When crystalline materials such as diamond are put under elastic strains, it’s possible to change their mechanical properties as well as thermal, optical, magnetic, electronic, and chemical reaction properties in significant ways. These new findings could open up a world of possibilities and new applications now that we can bend diamonds. It’s also possible that this technology could be applied to other materials, making the process of bending diamonds a building block for further scientific advancement in other fields.

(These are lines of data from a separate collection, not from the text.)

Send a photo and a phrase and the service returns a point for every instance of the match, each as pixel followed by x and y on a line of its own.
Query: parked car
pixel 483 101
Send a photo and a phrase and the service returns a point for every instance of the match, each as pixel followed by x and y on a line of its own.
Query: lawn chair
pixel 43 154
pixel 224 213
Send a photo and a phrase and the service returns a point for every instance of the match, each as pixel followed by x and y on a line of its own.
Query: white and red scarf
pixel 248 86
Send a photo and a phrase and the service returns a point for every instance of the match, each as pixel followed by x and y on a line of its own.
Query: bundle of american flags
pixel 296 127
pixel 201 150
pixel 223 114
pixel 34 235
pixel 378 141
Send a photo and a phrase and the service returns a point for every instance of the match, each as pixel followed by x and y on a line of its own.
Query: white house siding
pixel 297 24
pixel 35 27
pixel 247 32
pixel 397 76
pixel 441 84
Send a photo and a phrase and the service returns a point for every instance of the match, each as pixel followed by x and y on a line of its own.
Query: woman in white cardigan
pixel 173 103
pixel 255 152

During the experiment, the team measured the ability to bend diamonds that were grown through a chemical vapor deposition process and then carefully etched into their final shapes. These materials were observed by a scanning electron microscope while pressing down on the needles with a standard nanoindenter diamond tip. After observing through the microscope, the team ran a number of detailed simulations that were able to determine just how much we were able to bend diamonds – research which came up with the 9% figure.

It remains to be seen the exact applications that the ability to bend diamonds will be used in, but it’s an exciting development and new information about the hardest material on Earth – one that may be much more flexible in certain situations than you’d think.

The project was funded by the Research Grants Council of the Hong Kong Special Administrative Region, Singapore-MIT Alliance for Research and Technology (SMART), Nanyang Technological University Singapore, and the National Natural Science Foundation of China and is published in the journal Science.